A resposta a essa pergunta pode trazer indícios de quantos anos você vai viver.
Essa é uma das principais conclusões de uma pesquisa realizada no Brasil que foi publicada nesta quarta-feira (21/8) no periódico acadêmico Scandinavian Journal of Medicine & Science in Sports.
O trabalho, realizado na Clínica de Medicina do Exercício (Clinimex), no Rio de Janeiro, em parceria com instituições de Reino Unido, Estados Unidos, Finlândia e Austrália, reuniu dados de 3.139 homens e mulheres com idades entre 46 a 65 anos.
Todos passaram por avaliações de flexibilidade. Após um acompanhamento médio de 12 anos, 302 participantes do estudo haviam morrido.
Após uma série de ajustes estatísticos — e a exclusão dos óbitos por covid-19 ou causas externas, como episódios de violência e acidentes — os autores concluíram que a flexibilidade está “inversamente associada” à mortalidade.

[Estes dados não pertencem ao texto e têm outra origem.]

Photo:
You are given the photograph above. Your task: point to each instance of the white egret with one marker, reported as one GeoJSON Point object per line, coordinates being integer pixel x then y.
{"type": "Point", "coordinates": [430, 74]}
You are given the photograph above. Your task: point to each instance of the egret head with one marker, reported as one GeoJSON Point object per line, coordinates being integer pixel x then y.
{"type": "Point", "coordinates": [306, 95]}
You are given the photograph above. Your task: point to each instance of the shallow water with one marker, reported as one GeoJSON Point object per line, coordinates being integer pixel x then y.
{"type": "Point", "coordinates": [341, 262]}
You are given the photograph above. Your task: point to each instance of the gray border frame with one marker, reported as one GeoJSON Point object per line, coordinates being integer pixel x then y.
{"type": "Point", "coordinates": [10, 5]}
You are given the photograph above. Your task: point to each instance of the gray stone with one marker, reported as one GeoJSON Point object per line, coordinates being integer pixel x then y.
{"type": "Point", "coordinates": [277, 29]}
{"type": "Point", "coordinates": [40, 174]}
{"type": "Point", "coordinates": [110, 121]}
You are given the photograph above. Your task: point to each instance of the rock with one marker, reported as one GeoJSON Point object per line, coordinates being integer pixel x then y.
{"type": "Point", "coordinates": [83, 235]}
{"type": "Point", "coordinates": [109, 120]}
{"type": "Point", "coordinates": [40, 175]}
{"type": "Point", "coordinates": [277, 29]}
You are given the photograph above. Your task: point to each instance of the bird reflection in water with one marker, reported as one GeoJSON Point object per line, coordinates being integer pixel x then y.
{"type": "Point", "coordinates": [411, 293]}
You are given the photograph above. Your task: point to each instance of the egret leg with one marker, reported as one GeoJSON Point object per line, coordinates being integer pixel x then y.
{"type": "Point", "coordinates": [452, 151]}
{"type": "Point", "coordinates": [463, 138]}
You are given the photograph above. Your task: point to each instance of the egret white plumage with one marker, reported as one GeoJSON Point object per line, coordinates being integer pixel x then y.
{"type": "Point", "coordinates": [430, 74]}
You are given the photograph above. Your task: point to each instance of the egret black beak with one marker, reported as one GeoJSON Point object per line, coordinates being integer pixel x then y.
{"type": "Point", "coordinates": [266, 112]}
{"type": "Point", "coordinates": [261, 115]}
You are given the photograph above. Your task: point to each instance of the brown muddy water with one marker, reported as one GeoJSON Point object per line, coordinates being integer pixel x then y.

Em outras palavras, os participantes com uma baixa flexibilidade corporal, de acordo com um teste realizado em consultório, tendem a morrer mais cedo em comparação com aqueles que apresentam uma boa amplitude de movimentos.
Segundo os dados compilados no estudo, homens e mulheres com baixos índices de flexibilidade tinham 1,87 e 4,78 vezes mais risco de morrer, respectivamente, quando comparados aos participantes que obtiveram bons resultados nessa avaliação.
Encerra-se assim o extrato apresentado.